Siz National Geographic’i sadece televizyon kanalları ve dergileri olan, doğal-vahşi hayatı anlatan bir medya organı sanıyorsunuz değil mi?
Bu sadece bilinen kısmı.
Bilinmeyen bir kısmı daha var ki, o yanının alternatif tatil arayan zenginlerimizin ilgisini çekeceğine eminim.
National Geographic aynı zamanda bir turizm acentası gibi çalışıyor.
NG ekranlarında görüp büyülendiğimiz, dünyanın dört bir yanındaki en çarpıcı yerlere turistik seyahatler düzenliyorlar.
Tanzanya ve Zanzibar’ın vahşi hayatından, Antartika’da buzullara, Galapagos’tan Panama kanalına, Kamboçya’da nehir gezisinden, Amazon’un el değmemiş noktalarına kadar yılın her ayında çok özel turlar düzenliyorlar.
Üstelik bu turlarda NG’nin uzmanları eşliğinde geziyorsunuz bölgeyi.
Yıllardır o bölgeleri inceleyen NG’nin uzman jeologları, yazarları, araştırmacıları ve fotoğrafçıları gittiğiniz yeri anlatıyor size.
Peru’da Machu Picchu’ya gitmek istediğimi bilen bir arkadaşım, "Bak ilgini çeker" diyerek bana NG’nin turizm linkini attı...
17-25 Ekim arasında 9 günlük bir tur bu.
Dünyanın dört bir yanından rezervasyon yaptıranlar 17’sinde Miami’de buluşuyorlar ve tur başlıyor.
Miami’den Peru Lima’ya uçuluyor, Lima’dan Cuzco’ya geçiyorlar ve burada káh trenle káh araçla İnka’ların ülkesini geziyorlar, Machu Picchu’da yüzlerce yıllık muhteşem şehri görüyorlar.
Bölgenin uzmanı yazar ve fotoğrafçı Peter Frost, rehberlik ediyor tura.
Bu işin faturası ne kadar mı dediniz?
Miami’ye gidiş-dönüş hariç 5.390 dolar.
Tek kişilik odada kalacağım derseniz 1.465 dolar daha eklemek zorundasınız.
Niye kızıyorsunuz canım, yazının başında dedim ya zenginler için bir tatil bu diye...
Ama istese onlar da gidemez bu geziye, çünkü biletler bitmiş vaziyette.
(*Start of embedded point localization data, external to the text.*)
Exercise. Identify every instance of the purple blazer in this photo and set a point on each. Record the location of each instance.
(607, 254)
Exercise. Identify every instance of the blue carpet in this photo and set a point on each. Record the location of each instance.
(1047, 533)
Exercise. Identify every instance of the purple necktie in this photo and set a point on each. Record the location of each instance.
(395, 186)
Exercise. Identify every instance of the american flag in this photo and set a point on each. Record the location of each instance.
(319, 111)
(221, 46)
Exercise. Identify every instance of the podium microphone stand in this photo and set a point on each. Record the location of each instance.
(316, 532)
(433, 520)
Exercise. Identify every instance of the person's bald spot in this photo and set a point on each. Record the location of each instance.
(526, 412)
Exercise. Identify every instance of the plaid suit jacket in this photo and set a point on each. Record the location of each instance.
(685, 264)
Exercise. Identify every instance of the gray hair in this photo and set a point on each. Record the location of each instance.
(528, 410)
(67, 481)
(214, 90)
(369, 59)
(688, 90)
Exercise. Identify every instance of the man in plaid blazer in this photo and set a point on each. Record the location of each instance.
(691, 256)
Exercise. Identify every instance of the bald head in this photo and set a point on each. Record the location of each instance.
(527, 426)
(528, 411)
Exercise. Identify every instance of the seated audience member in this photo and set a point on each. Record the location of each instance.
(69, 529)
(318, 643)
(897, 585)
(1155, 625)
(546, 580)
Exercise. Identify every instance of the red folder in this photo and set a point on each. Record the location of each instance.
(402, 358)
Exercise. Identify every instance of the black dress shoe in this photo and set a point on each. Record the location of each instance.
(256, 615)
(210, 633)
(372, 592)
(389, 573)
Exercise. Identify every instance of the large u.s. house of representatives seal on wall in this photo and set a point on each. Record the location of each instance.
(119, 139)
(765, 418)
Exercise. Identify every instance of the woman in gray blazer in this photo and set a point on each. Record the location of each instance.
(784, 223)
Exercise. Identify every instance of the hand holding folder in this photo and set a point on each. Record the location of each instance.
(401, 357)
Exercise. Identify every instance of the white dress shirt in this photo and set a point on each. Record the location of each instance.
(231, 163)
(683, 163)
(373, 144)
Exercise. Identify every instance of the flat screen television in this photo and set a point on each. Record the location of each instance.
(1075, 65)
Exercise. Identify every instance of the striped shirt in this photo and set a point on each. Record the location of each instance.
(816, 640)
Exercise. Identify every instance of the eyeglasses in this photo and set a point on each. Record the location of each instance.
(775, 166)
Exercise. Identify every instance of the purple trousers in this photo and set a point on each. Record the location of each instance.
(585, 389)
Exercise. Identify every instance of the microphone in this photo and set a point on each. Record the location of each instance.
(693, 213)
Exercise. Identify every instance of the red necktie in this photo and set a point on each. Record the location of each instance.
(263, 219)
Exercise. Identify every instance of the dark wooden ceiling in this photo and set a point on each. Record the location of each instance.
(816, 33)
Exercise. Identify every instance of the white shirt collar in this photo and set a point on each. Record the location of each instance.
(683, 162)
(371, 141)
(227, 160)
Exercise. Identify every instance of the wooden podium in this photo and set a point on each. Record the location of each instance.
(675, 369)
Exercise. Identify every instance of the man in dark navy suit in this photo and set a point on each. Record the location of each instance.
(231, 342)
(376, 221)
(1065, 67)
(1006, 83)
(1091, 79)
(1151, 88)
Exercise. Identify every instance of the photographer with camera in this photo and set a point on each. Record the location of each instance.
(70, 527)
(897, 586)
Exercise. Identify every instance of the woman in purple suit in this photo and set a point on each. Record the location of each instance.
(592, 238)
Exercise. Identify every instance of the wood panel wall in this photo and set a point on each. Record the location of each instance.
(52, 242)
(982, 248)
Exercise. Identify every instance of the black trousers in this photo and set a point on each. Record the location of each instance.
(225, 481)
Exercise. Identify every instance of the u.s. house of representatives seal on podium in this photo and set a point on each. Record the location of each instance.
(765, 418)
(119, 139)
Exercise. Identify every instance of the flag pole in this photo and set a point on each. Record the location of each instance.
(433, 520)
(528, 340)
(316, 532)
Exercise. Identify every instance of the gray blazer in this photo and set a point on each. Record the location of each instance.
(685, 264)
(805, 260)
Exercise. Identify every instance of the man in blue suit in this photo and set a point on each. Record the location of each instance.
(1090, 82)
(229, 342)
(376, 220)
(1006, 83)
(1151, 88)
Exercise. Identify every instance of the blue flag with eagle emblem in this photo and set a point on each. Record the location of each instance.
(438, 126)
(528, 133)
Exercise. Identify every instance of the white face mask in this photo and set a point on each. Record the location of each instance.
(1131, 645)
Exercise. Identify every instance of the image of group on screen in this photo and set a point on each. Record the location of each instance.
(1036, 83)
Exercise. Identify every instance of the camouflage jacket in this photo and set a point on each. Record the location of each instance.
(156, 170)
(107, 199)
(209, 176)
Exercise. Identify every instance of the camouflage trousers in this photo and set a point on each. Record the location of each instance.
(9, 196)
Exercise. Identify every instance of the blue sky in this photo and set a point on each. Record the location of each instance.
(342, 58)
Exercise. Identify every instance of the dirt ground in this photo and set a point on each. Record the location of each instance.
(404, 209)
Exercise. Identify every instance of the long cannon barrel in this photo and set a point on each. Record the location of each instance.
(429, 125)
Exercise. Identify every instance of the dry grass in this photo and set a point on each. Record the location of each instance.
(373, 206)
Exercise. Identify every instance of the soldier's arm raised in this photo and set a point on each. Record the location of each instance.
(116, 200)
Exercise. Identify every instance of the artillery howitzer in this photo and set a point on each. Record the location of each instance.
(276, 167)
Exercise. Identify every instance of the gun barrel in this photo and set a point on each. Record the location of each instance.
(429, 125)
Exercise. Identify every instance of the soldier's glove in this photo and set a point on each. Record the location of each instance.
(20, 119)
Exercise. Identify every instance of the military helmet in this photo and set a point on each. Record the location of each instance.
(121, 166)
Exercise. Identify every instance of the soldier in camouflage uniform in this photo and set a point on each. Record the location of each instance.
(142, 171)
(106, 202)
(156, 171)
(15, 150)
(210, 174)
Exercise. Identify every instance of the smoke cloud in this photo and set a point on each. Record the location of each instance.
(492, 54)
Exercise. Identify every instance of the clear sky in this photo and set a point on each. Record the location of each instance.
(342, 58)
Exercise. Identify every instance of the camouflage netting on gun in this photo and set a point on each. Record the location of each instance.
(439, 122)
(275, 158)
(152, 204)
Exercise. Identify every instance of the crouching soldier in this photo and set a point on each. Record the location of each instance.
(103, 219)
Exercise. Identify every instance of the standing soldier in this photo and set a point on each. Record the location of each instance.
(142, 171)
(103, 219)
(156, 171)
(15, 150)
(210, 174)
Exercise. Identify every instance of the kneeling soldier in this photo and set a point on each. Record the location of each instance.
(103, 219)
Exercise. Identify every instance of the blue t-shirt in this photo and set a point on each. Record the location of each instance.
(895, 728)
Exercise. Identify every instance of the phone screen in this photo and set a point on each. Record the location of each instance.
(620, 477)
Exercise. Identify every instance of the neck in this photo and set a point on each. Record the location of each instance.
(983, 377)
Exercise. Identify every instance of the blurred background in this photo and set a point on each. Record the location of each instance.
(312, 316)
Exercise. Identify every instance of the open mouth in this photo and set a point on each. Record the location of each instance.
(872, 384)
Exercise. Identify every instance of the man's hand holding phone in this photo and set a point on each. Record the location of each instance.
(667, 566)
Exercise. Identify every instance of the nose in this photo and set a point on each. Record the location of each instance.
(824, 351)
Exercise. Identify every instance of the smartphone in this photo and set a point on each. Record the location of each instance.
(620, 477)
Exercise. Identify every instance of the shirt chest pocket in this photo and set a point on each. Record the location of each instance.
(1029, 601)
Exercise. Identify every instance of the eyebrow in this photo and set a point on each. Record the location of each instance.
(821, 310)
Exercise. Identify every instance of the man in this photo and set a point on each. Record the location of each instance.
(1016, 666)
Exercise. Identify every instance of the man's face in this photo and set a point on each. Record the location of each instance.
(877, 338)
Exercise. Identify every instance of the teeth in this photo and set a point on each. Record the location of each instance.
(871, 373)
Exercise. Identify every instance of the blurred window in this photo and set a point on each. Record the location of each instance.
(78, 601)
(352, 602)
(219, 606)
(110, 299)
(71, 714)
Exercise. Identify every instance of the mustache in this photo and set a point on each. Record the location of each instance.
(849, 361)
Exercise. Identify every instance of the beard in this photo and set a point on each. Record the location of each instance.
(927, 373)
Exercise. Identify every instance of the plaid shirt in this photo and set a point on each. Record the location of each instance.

Meraklısına diğer geziler için sitenin adresi;
nationalgeographicexpeditions.com
Yazı dizisi değil küfür sayfası
Tercüman gazetesi Öteki Yüzler adıyla yeni bir yazı dizisine başladı dün...
Medyanın ünlü isimlerinin portlerini yazıyorlar akıllarınca.
Ben bu kadar ayıp, bu kadar kötü, bu kadar çukur bir ibretlik belgesi görmedim.
İlk portre Ahmet Altan hakkında yazdıkları inanılır gibi değil.
Altan hayvanlarla seksi ve ensest ilişkiyi onaylıyormuş, yaşlı kadınlardan hoşlanıyormuş, vahşete yakınlığı varmış...
Yazı dizisi değil, birine vermişler kalemi al nasıl küfür edersen et demişler. Beyler Ahmet Altan’ı, yaptığı gazeteciliği, çıkardığı gazeteyi, görüşünü, kişiliğini beğenmeyebilirsiniz...
Hatta nefret edebilirsiniz...
Ama tüm bu duygular bile yazdığınız deli saçması karalamaları haklı kılmaz. Ben de sizin yaptığınız bu gazeteciliği beğenmiyorum, küfür mü edeyim?
Vakit de Ahmet Hakan’ı beğenmiyor, küfür etmekte haklılar mı? Nazlı Ilıcak’la devam edeceklermiş yazı dizisine...
Basının en kötü hastalığı tahammülsüzlüğün en kötü tezahürü oldu bu sayfa.
Mustafa Denizli’nin tatili 4 saat sürdü
Mustafa Denizli’nin Beşiktaş’ın başına geçmesine çok sevindim.
Fatih Terim’le birlikte Türk futbolunda anlayışı değiştiren iki hocadan biri olan Denizli’nin bunca yıldır taşın altına elini koymaması anlaşılmazdı zaten.
Üzüldüğüm tek şey Lig TV’de hedefi bulan yorumlarından, Milliyet’te lezzetli yazılarından mahrum kalacak olmamız.
Hoca, Beşiktaş’a evet deyince tebrik etmek için aradım.
Ben onu hálá Çeşme’de sanıyordum.
Lige verilen aradan yararlanıp 4-5 gün kafa dinlemeye kaçmıştı çünkü...
Ancak evdeki hesap çarşıya uymamış.
Çarşamba günü 17.00’de uçakla İzmir’e giden Denizli, Beşiktaş yönetimi acil toplantıya çağırınca aynı akşam 21.00’de İstanbul’a dönmek zorunda kalmış.
"Şaka gibi ama Çeşme’de bir çay içip geri döndüm" dedi.
Anlayacağınız Mustafa Denizli, 4 saatlik tatille lige başlıyor, başarılar diliyorum.